Antonio Vivaldis Konzerte sind das Kleingeld im Konzertbetrieb, die kleine Mahlzeit zwischendurch, frühe Produkte einer Häppchenkultur, kaum ein Satz ist länger als vier Minuten, Konsum ohne Kalorien, Genuss ohne Reue.

Hundertmal, so ein nicht ganz unberechtigter Vorbehalt, habe Vivaldi dasselbe Konzert geschrieben. Der Idee nach sei er ein Vorläufer der Minimal Music (gnadenlose Wiederholung einfachster Spielfiguren im gleichförmigsten Rhythmus), wer einen Takt kennt, kennt auch die nächsten acht. Und tatsächlich: Wer Vivaldis Violinkonzerte (220 an der Zahl) auf sich einprasseln lässt, kann sich des Eindrucks nicht erwehren, dass sie wie Barbie-Puppen im Arsenal der Kunstmusik erscheinen: uniform und inwendig hohl, idealtypisch hübsch und industriell seelenlos zugleich. Ganz so schlimm ist es aber nicht, immerhin hat J. S. Bach zehn der Konzerte abgeschrieben und zum eigenen Gebrauch auf die Orgel übertragen und mancherlei dabei gelernt. Und die Vier Jahreszeiten gehen ja noch immer aus jeder Anverwandlung frisch und unschuldig hervor.

Eine Reihe charaktervoller Konzerte ist noch wenig verbreitet. Der Geiger Giuliano Carmignola, begleitet von den Sonatori de la Gioiosa Marca, hat fünf zu Le Humane Passioni (Divox CDX 79406), zu einem Zyklus über die "menschlichen Leidenschaften", versammelt. Die Titel sind Vivaldi original, die Anordnung ist es nicht. Die Abfolge der Konzerte Der Favorit, Der Verdacht, Die Unruhe, Der Liebhaber und Das Vergnügen suggeriert die einfache Geschichte eines liebenden Herzens, das zwischen Zweifel und Angst zu Erfüllung und Happy End gelangt. Warum nicht. Die Musik lässt der Fantasie Spielraum für mancherlei Nuancen und pikante Details.

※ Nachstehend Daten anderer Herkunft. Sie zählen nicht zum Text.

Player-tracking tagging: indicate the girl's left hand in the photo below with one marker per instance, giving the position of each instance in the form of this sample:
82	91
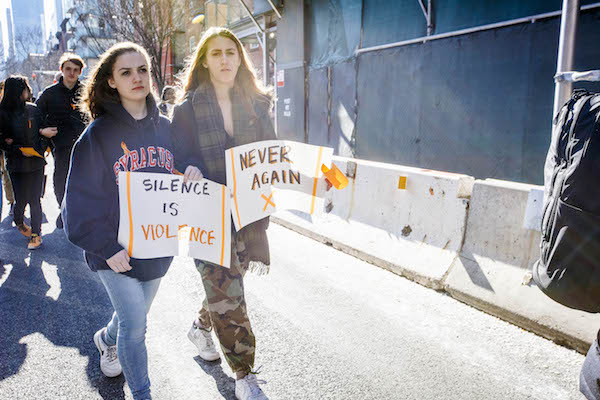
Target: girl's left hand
192	174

Carmignola meidet das nur geisttötend Virtuose - er sucht nach Tonfällen, nach der Erzählung hinter den Noten. Er spielt nach dem redenden Prinzip, unterstreicht die bedeutungsvollen Worte und spürt ihrem Ausdrucksgehalt nach. Leidenschaft hat er ohnehin genug, um sein Anliegen glaubhaft zu machen und seine Hörer zu fesseln. Die Sonatori folgen ihm wissend in konzertierender Wechsel- und Gegenrede. Der geschickte Einsatz von Laute und Cembalo fügt dem Continuo-Part Bedeutung hinzu und schattiert die Affekte.

Solcherart Interpretation belebt auch totgesagte Musik und vermittelt eine Ahnung, wodurch Vivaldi sein Publikum seinerzeit in Atem hielt.